I’ve had had the opportunity to speak to a lot of the local residents who were there in the chaos. One guy who was actually, according to him, beaten up by the police in the process. And last night was extremely calm, there were peaceful protests… no violence. But there was no police presence. Earlier in the evening, there were a few black police officers, and I think the local police chief—it was, I think, a minimized police presence. The night, as it got darker and as it got later there were even less police. And, I’m sad to say, that much, much later in the evening—probably around 1 am—a few police responded to minor incident at a McDonald’s. There was nothing going on and they left. They didn’t bother anyone, and as they were leaving, some were throwing rocks and bottles at the police cars as they left. Which is counterproductive to do, but unfortunately you always have that angst.

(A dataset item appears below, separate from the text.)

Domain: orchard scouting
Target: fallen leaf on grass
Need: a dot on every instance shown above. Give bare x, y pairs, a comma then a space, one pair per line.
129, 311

So what’s your analysis of the approach of the police?
I‘ll paraphrase, because I believe the quote was that the St. Louis County Police Department… they hadn’t even had the opportunity to drill for that type of situation. So, what I think you have is a bunch of overanxious individuals with improper training responding to a situation not knowing how to do so. And as seen in some of the video that’s still shot as well as the accounts of some of the people who were there, you had officers on hand who were—instead of de-escalating the violence were intentionally escalating it. Mocking the citizens, there’s a still photo that I saw of some of the officers with their hands up… The major chant [of the protest] has been “Hands up, don’t shoot.” And there’ve been people walking up and down the street with their hands up and T-shirts that say “Hands up, don’t shoot.” Because allegedly, according to eyewitness accounts, Mike Brown had his hands up in a surrender position when he was shot. And there’s actually a still photo floating around that I saw, and a number of individuals related that they saw firsthand of officers raising their hands up, mocking the protesters and the “Hands up, don’t shoot” pose. That’s not professional, that’s not an attempt to de-escalate violence. There was talk of officers calling them animals. From what I understand it was just a complete lack of professionalism and leadership. Before this, where were the local community leaders? Where was the governor? Where was the mayor? Where was the city council? Where were the people who should have stepped in and called for peace? Where were the people who should have stepped in and said, “Wait a minute, this is not how we handle these sort of situations.”